平沼:質問挟ましてもらっているんですけど、建築家の役割ってどうお考えですかね。

北川原:月並みの答えになっちゃうけど、やっぱり社会には問題がいっぱいありますよね。その中で建築家っていうのはやっぱりハードウェアとしての観点からどのように調整したり解決していくのかっていうのを考えるプロフェッショナルじゃないといけないな、と思っていて。自分の内部から出てくるものをそのまま表出するだけでは、やっぱり建築にならないと思っていますよね。

平沼:うん。

北川原:僕は誤解されてる気がするんですけどね。

芦澤:アーティスト的にみられる。

北川原:なんか好きなことやってるんじゃないか、みたいに思われちゃうところがあったかもしれないけど、実は僕はすごく気が小っちゃくてですね、長野県の人って気が小っちゃいんですよ。いろんなことを気にしながらものを作りますから、調整したり最適解を考えていくってのは割と得意なのかも。

平沼:伊東さんも長野?

北川原:あっ、そうですね、伊東さんも長野ですね。

平沼:藤森さん。

北川原:藤森さんはもう自分の中にあるものをバーッと出しちゃう野性的な人だけど。

平沼:はははは。

北川原:北杜市が映ってますが、大学の研究室で受託研究って言うのを北杜市からいただいてまして、北杜市の小淵沢界隈を面白くしていこうっていうの研究しているわけです。ここに今映っているのが小淵沢の特徴なんですけれど、とても市民芸術活動が盛んですね。ものを作っていく時に、みんなでいろいろ考えようよっていうことで、JR小淵沢駅と小淵沢駅前広場ですね、これを研究室の方でコンセプトを考えてデザインをしたわけです。今、工事が始まっているところですね。この石垣がですね、僕が本当にうるさいこと言って、綺麗にちゃんと作るなと。不揃いの石を集めてきて、それをうまく組合わせていって、いわゆる野積みっていうんですけどね。昔は棚田とか段々畑なんかも小さな石垣を、農家の人が自分で持てるサイズの石を持ってきて積んで作ったわけで、それが原風景になってるんですけど。これは駅広の石垣で高さがある、4mぐらいあったりしますので、大きな石も必要でですね。小さい石や大きい石をいろいろ取り混ぜて、丁度今映ってるこのお兄さんが監督なんですけどね、この石垣の。すごくセンスがあってですね。本当に思い通りの石垣を作ってくれて、いい感じになりましたね。そういうプロジェクトやりながら、芸大の学生たちが小淵沢に行って、いろいろ面白いことを市民の人たちと、音楽祭みたいなのをやったり、いろんなまちづくりの提案もしたりしていて。商店街全部を真っ白に塗っちゃおうとかですね、それはちょっと無理そうなんですけど。これは多分やるんですが、これはいずれ壊す小淵沢駅のトイレなんですが、まず白く塗って、そこにフレームを作って、インスタレーションみたいなものなんですが。それをこのトイレだけじゃなくて、駅そのものも壊す前に真っ白に塗って、そこにフレームインスタレーションをやって、そのフレームは移設して新しい駅前広場に置きましょうという提案をしている。

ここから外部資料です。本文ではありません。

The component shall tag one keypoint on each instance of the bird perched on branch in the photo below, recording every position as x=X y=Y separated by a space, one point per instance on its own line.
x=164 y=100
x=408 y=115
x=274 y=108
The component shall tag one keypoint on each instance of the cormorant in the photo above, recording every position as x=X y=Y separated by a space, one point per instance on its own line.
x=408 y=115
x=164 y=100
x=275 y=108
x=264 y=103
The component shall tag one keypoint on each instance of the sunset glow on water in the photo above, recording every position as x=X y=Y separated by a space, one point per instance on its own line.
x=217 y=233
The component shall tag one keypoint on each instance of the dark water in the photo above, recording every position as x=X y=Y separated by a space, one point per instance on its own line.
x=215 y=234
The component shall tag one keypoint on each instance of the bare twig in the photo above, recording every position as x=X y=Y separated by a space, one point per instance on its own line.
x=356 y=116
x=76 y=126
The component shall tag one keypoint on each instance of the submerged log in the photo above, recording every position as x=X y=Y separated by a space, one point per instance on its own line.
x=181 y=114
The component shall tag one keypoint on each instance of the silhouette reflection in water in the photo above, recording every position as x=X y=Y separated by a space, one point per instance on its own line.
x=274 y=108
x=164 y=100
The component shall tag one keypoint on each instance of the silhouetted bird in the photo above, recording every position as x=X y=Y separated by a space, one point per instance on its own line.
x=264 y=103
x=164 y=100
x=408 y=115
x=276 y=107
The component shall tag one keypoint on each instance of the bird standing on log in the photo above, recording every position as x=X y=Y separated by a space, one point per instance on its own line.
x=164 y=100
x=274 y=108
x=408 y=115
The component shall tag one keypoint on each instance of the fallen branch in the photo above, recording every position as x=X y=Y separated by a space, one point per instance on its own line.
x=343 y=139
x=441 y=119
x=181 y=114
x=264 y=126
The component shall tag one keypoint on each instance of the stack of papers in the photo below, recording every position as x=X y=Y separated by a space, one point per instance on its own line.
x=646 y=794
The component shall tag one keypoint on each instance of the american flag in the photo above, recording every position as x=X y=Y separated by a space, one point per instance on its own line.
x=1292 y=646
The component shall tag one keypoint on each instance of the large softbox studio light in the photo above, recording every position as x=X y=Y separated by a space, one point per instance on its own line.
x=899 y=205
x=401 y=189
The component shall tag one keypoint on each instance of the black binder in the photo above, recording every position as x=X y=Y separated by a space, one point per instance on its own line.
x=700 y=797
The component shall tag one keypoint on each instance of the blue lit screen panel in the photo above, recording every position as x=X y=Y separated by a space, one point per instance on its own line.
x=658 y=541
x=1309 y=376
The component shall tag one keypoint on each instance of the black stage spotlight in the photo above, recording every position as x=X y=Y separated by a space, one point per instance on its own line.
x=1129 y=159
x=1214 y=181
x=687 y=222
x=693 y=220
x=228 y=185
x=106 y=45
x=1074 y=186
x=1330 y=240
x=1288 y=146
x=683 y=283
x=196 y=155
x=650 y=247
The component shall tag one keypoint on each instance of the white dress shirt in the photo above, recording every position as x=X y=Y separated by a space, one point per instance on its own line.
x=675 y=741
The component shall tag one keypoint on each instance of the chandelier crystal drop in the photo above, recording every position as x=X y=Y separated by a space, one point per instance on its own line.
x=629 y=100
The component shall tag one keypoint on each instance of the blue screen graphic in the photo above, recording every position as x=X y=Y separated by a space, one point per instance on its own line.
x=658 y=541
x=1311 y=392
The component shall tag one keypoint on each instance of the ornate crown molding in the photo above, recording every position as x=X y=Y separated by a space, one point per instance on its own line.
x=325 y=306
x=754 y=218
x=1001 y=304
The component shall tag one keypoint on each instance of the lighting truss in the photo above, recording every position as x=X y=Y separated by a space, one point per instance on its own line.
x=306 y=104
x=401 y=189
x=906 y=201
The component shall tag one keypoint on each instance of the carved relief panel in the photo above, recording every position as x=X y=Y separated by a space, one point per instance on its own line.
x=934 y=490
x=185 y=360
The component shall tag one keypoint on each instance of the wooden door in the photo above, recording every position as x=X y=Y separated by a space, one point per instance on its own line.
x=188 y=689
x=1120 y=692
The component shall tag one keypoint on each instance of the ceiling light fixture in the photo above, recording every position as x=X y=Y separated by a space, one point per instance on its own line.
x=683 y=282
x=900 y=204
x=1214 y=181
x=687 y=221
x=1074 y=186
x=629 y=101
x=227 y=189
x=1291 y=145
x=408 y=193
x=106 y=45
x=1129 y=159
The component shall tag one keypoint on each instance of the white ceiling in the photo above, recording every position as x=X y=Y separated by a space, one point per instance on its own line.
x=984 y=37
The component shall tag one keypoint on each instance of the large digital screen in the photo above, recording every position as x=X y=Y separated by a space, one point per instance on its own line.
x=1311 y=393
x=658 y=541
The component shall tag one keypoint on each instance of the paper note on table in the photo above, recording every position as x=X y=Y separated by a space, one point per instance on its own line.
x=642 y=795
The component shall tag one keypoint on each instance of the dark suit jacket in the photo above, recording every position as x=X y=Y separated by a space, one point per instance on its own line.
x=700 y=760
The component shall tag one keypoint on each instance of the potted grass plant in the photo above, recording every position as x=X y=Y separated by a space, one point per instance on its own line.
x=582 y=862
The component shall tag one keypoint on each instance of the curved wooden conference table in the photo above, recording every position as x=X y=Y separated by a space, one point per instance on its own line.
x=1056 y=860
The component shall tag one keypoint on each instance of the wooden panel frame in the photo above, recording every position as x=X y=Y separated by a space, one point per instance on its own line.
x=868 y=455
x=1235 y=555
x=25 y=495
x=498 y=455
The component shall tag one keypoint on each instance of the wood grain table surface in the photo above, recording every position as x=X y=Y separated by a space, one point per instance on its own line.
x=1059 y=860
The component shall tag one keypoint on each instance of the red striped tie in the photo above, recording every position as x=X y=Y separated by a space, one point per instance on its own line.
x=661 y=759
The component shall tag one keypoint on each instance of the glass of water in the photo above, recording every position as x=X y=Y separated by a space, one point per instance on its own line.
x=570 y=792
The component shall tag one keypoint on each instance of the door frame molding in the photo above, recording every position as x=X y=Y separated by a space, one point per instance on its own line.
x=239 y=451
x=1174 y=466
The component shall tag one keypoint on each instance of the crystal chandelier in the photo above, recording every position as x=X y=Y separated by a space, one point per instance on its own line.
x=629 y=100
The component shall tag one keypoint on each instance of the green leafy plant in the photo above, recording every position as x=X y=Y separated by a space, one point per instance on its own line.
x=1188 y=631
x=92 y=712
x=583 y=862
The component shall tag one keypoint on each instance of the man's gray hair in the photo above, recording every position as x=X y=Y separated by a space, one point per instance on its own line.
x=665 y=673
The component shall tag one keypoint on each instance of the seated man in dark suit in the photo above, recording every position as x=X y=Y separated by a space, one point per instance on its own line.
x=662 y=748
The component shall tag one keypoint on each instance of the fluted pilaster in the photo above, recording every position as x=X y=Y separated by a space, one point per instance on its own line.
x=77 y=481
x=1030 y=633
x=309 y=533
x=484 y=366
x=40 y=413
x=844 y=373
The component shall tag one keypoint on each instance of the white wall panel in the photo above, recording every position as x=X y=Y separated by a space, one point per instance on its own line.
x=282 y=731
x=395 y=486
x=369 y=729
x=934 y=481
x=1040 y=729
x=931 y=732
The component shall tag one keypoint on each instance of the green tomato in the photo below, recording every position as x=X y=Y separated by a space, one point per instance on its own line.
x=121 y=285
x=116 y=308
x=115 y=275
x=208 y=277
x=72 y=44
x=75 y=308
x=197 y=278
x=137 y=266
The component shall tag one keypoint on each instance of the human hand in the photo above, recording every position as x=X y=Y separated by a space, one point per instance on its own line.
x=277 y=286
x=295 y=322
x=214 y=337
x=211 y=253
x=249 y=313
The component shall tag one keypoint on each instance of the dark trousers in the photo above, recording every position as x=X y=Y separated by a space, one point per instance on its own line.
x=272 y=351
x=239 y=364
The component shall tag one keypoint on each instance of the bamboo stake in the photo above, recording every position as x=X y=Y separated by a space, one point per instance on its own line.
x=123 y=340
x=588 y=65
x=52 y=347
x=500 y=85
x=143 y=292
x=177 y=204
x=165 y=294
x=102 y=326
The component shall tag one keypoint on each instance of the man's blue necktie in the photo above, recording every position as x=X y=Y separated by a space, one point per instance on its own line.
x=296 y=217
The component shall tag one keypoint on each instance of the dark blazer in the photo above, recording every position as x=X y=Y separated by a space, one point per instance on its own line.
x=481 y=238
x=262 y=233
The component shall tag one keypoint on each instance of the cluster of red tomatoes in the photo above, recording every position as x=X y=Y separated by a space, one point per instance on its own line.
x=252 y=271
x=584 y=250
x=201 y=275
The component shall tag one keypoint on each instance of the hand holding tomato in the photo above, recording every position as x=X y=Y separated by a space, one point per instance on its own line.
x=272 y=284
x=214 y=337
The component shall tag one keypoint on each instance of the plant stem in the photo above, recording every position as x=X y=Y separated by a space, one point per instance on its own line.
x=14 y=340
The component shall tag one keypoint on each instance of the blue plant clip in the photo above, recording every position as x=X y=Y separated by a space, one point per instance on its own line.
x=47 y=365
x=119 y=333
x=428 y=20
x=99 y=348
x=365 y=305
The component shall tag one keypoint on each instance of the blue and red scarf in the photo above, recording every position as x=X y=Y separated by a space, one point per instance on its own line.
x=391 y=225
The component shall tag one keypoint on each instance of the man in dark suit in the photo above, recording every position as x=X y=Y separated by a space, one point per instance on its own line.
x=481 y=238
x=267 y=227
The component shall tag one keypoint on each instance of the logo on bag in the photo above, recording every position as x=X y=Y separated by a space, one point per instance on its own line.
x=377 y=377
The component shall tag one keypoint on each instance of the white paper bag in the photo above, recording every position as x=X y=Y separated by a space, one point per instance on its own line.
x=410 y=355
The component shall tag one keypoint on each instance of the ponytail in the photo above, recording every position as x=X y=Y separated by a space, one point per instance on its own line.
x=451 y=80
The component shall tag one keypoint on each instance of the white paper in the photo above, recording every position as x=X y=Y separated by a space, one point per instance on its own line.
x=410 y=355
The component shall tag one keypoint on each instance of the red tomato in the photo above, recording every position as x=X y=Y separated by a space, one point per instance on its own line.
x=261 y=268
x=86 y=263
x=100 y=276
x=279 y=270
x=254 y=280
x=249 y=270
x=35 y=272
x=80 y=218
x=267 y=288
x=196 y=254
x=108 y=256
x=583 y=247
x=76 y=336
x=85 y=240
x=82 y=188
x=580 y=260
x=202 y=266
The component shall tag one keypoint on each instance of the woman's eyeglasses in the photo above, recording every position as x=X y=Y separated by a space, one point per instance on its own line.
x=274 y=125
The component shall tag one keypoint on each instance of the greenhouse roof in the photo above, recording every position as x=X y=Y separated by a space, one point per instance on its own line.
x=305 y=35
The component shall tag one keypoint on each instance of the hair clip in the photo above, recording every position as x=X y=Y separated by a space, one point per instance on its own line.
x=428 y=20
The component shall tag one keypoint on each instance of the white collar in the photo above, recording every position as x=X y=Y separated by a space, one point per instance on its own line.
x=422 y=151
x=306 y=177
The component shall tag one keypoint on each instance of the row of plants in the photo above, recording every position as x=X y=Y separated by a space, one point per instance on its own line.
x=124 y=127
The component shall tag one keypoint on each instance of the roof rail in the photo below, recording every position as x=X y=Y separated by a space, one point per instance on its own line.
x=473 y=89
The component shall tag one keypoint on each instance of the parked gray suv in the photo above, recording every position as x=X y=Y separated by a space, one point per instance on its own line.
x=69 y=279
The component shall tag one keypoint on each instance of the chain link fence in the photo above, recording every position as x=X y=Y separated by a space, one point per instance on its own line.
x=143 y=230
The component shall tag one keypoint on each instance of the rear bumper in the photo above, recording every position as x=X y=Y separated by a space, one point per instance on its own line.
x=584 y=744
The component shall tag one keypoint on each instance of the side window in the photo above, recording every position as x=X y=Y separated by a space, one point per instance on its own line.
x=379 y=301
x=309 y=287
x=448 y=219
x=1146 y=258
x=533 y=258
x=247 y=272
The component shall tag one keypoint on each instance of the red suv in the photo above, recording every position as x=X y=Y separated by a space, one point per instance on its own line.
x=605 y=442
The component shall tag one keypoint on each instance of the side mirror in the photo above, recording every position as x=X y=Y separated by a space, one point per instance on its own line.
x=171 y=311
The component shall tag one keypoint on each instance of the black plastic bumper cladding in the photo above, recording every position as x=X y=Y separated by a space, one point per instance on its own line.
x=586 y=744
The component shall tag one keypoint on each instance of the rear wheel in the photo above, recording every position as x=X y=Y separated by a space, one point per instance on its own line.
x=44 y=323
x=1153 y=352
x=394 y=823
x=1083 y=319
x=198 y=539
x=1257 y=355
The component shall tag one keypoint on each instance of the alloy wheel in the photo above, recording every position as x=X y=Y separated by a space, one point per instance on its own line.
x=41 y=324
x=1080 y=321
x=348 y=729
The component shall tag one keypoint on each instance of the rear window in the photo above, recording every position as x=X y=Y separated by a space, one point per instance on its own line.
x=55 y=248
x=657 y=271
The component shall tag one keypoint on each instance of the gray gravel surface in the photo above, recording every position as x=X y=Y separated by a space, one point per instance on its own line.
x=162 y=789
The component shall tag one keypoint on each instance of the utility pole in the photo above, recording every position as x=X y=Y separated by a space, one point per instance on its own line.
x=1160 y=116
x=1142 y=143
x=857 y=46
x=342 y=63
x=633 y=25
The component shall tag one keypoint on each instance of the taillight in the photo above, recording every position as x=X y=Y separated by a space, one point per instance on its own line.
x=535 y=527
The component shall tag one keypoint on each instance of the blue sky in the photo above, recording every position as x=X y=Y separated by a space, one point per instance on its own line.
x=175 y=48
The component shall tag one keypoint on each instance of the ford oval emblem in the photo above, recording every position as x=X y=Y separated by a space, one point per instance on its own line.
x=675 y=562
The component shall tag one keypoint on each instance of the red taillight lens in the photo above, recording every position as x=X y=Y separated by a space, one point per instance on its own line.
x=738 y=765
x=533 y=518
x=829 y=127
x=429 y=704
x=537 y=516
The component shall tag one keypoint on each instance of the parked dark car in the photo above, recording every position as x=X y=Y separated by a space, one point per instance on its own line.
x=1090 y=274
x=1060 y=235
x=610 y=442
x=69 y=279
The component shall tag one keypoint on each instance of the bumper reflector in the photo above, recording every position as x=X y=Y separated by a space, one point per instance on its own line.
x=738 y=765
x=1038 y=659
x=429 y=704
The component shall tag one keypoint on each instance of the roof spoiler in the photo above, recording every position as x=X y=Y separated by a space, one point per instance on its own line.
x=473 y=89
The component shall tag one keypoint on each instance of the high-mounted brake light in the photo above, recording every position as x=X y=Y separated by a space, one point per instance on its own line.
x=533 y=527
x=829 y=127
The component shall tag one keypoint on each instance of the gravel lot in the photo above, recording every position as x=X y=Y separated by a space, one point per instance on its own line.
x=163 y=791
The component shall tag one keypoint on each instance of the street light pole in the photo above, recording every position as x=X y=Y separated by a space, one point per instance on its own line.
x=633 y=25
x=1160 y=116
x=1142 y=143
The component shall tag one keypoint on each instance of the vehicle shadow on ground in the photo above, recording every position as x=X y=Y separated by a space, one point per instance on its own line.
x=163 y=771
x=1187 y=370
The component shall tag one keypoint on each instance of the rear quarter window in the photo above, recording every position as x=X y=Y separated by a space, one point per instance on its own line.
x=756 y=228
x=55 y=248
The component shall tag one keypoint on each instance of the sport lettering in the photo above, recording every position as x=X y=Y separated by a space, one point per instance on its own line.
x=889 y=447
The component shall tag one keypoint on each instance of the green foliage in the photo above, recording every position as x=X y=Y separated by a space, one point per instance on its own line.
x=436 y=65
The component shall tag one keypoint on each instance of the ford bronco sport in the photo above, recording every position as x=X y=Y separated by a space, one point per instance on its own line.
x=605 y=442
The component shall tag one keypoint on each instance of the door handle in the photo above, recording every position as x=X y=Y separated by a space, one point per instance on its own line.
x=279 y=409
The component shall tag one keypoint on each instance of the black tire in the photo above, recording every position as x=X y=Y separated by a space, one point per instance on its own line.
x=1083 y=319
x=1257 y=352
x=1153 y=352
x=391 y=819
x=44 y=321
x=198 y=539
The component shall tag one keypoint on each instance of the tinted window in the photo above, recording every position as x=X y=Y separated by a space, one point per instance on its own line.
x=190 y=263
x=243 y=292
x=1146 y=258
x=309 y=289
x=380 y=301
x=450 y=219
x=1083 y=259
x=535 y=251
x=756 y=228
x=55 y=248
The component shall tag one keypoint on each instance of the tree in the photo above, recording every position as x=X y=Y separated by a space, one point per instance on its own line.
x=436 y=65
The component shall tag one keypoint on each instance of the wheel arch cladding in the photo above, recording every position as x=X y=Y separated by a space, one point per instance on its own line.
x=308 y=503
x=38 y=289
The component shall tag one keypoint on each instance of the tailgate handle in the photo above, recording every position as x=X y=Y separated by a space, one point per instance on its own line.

芦澤:フレームは、どんな意味と言いますか、どういう仕掛けなんでしょう。

北川原:フレームのデザインは僕は一切口を出してなくて、学生たちが模型を何十個も作って。学生たちの話を聞いてると、あの辺って農家が古くからあるわけですが、その農家の家の形とそれから山の形、それを重ね合わせて一生懸命スタディして、ああいうちょっと不定形のフレームになったと。昔、ロバート・ヴェンチューリがアメリカで家の形のフレームをデザインしたことがあったけど、ちょっと僕はそれを思い出したけどそういうことは言わずに(笑)学生たちの思い通りのものを作りなさいって言って。なかなかいいなと思いますね。